Camila a abraçou com força e a apertou dizendo que ela estava deliciosa – mais uma das “brincadeirinhas” das três. Instantaneamente Luciana corou e sem graça sorriu para Renata que a olhava ainda anestesiada.
_ Aqui está o seu presente. – Rê recebeu um pequeno embrulho das mãos de Lu que a abraçou com força e carinho. Seus olhos cor-de-mel se fecharam para aproveitar ao máximo aquele momento mágico. Lu lhe desejava felicidades e todos aqueles votos que as pessoas dizem ao cumprimentar um aniversariante, mas, para Rê, aquelas palavras, sussurradas em seu ouvido lhe pareciam mais sinceras do que muitas que ouviu durante toda a sua vida.
Ao abrir os olhos depois do doce momento, Camila estava diante dela sorrindo. Não era um sorriso malicioso, era um sorriso de contentamento... um sorriso fraterno. As duas se olharam por um momento intenso... Cá piscou e saiu, foi beber mais.
_ Obrigada, Lu! Sua presença é muito importante pra mim. – aqueles olhos a invadiram com intensidade, tanta intensidade que Luciana desviou-se deles desconsertada.
_ Não vai abrir o presente?!
Era um relógio. Lindo! Original como a aniversariante. Renata o colocou no pulso e aproveitou para abraçar a amiga mais uma vez. Sussurrou um obrigado em seu ouvido e um sonoro “Te adoro!”
Talvez Renata não tenha percebido o leve tremor que acometeu Luciana ao ser abraçada com tanta força. Ainda estava tonta por vê-la tão linda naquele jeans e naquela blusinha que, certamente, era presente de Camila. Quando seus olhos se encontraram teve vontade de jogar tudo para o alto e beijá-la na frente de todos. Mas o que viria depois sempre a incomodava, ainda não conseguia se dedicar totalmente ao presente sem calcular o futuro, as conseqüências de suas ações. Sentiu o corpo quente de Renata contra o seu e sentiu-se se entregar a ele, estava excitada e nem sabia como conseguiu falar tanto... dizer “parabéns”, “muitas felicidades” e “que sua vida seja repleta de conquistas”... votos nem um pouco originais, mas eram tão verdadeiros e ditos num momento em que todos os seus sentidos agiam aguçadamente. Quando Rê a olhou com olhos desejosos, sentiu o chão desaparecer, as pernas bambearem e a boca secar... Uma loucura!
Logo outros amigos da aniversariante se aproximaram e Lu achou melhor dar uma circulada para rever mais pessoas e encontrar Camila. Dependendo de como a amiga zen estivesse teria que tirar o copo de sua mão ou logo entraria em alfa. Mas Camila nem estava com um copo, estava escorada no bar conversando com dois rapazes que a paqueravam. Quando viu Lu de longe, dispensou os garotinhos e foi ao seu encontro.
_ Dois de uma vez, amiga?
_ Dois que não valem por um! – riram e seguiram para o outro lado do bar.
Conversaram sobre a festa... nada muito sério... até que Camila tomou coragem e:
_ Lu, posso te fazer uma pergunta?
Luciana sorriu e balançou a cabeça afirmativamente tomando um gole da batida.

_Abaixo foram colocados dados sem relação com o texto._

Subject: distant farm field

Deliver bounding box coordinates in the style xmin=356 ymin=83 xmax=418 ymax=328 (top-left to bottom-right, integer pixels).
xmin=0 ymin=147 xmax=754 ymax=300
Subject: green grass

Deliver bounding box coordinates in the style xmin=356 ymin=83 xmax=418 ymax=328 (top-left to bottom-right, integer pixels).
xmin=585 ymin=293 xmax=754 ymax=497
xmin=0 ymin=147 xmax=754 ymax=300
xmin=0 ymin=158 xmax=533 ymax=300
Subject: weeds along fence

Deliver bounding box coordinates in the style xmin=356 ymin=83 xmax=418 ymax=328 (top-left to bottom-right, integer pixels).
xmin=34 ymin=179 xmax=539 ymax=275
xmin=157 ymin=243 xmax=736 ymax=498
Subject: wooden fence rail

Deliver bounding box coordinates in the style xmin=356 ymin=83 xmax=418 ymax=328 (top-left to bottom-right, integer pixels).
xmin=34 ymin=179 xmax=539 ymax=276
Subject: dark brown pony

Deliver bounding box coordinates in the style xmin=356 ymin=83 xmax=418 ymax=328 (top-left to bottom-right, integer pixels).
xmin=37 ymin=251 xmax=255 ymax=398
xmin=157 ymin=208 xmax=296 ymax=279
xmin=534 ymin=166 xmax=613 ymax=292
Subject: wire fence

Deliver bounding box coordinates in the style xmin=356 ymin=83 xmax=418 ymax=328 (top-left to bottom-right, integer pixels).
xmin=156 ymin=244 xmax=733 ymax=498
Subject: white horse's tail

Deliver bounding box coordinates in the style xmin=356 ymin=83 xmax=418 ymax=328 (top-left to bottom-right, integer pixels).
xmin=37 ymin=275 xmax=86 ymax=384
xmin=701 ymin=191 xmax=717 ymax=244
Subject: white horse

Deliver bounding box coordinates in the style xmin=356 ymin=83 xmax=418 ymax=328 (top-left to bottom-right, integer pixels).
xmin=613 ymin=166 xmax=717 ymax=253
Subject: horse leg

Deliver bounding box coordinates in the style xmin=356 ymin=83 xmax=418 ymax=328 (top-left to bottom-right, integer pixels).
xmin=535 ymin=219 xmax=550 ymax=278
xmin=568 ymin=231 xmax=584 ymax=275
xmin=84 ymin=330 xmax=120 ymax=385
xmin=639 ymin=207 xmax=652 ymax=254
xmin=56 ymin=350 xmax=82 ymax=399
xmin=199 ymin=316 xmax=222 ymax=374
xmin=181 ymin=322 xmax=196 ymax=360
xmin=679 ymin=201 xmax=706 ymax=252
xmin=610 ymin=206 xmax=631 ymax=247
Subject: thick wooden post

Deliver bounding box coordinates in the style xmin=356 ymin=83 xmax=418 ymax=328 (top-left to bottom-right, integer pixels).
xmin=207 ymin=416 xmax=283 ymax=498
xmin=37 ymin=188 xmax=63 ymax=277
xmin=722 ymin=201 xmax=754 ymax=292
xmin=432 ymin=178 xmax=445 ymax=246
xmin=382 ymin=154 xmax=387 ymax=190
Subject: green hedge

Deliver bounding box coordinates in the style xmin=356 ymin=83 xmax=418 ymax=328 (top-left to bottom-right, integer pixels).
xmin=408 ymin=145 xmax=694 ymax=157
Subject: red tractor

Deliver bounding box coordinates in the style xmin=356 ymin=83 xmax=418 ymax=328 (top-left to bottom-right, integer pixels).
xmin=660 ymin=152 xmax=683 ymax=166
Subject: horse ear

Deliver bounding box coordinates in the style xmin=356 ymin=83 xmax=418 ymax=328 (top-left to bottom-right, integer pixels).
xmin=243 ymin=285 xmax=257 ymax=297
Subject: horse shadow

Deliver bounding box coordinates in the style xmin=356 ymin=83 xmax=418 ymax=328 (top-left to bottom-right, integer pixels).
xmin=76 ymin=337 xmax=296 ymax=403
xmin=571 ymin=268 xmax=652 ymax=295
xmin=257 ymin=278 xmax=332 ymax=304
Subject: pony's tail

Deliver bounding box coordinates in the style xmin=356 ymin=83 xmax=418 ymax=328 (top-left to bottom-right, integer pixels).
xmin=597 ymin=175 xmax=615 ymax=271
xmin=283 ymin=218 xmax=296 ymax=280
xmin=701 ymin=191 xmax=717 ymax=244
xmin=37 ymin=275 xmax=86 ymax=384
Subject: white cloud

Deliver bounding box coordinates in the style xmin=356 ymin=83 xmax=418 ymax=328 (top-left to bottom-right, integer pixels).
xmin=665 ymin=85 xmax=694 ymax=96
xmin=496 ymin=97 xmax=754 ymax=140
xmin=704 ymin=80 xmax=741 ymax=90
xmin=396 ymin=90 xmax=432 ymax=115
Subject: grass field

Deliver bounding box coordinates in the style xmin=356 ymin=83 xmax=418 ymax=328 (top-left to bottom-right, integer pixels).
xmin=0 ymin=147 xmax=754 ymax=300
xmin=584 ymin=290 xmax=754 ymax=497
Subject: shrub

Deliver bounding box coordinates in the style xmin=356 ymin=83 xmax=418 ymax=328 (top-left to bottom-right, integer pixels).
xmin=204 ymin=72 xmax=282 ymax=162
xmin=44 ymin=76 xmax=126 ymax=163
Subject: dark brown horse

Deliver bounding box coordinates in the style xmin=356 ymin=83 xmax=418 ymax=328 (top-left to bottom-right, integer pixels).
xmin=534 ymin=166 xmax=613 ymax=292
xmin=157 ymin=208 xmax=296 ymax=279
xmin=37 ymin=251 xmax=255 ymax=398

_ O que você sente pela Renata?
Quase se engasgou com a bebida. Luciana não esperava por aquela pergunta tão assim... de supetão. Fez-se de desentendida, precisava de tempo:
_ Ora! O que eu poderia sentir pela Rê? Ela é minha amiga querida, por quem tenho um carinho enorme e...
_ Nãããooo!!! Não é disso que estou falando. Estou falando de um sentimento diferente, além... mais forte.
A garota tímida se transformou num pimentão. Camila a observava com doçura... uma doçura quase maternal. Sorriu, puxou a amiga pela mão e sentaram-se em uma das mesas.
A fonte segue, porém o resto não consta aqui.